Like most other Mayan ruins, Caracol incorporates multiple structures that originally date back to different time periods. Similarly to how the pyramid complexes of ancient Egypt were developed by successive generations of rulers, many of the buildings that survive to this day are royal tombs that incorporate hieroglyphic inscriptions and personal monuments.
In total, there are about 53 monuments made of carved stone and over 250 separate burial sites. Caracol is also home to numerous ball courts adorned with sculptures depicting jaguar imagery, rabbit heads and the Mayan Sun God.
Unlike many excavated ruins where the majority of the visible structures are pyramids and large royal burial sites, Caracol is large and well-explored enough that you can still see examples of residential areas, agricultural areas and gathering places, although the buildings that were once there haven't always survived. Amazingly, some of the reservoirs at the Ceiba site still function, and the entire area is dotted with sacrificial remains and buried pottery fragments.
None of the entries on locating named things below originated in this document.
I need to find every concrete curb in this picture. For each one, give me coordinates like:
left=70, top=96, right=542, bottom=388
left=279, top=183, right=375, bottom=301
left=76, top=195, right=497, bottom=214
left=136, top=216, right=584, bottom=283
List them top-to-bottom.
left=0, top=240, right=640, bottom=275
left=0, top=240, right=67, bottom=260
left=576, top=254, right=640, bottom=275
When you visit Belize, make sure you don't miss Caracol. This Mayan complex is the largest of its kind, constantly stunning visitors with examples of widespread city engineering and monumental construction. In addition, it also plays host to numerous auxiliary structures and buildings that some other archaeological sites lack. Getting to the region is easy if you follow the Western Highway, and there are multiple tour options. You can also visit Caracol on your own schedule by renting a car and hiking around on foot. This ancient ruined city was once larger than Belize's largest urban center, Belize City, so there's no shortage of things to explore.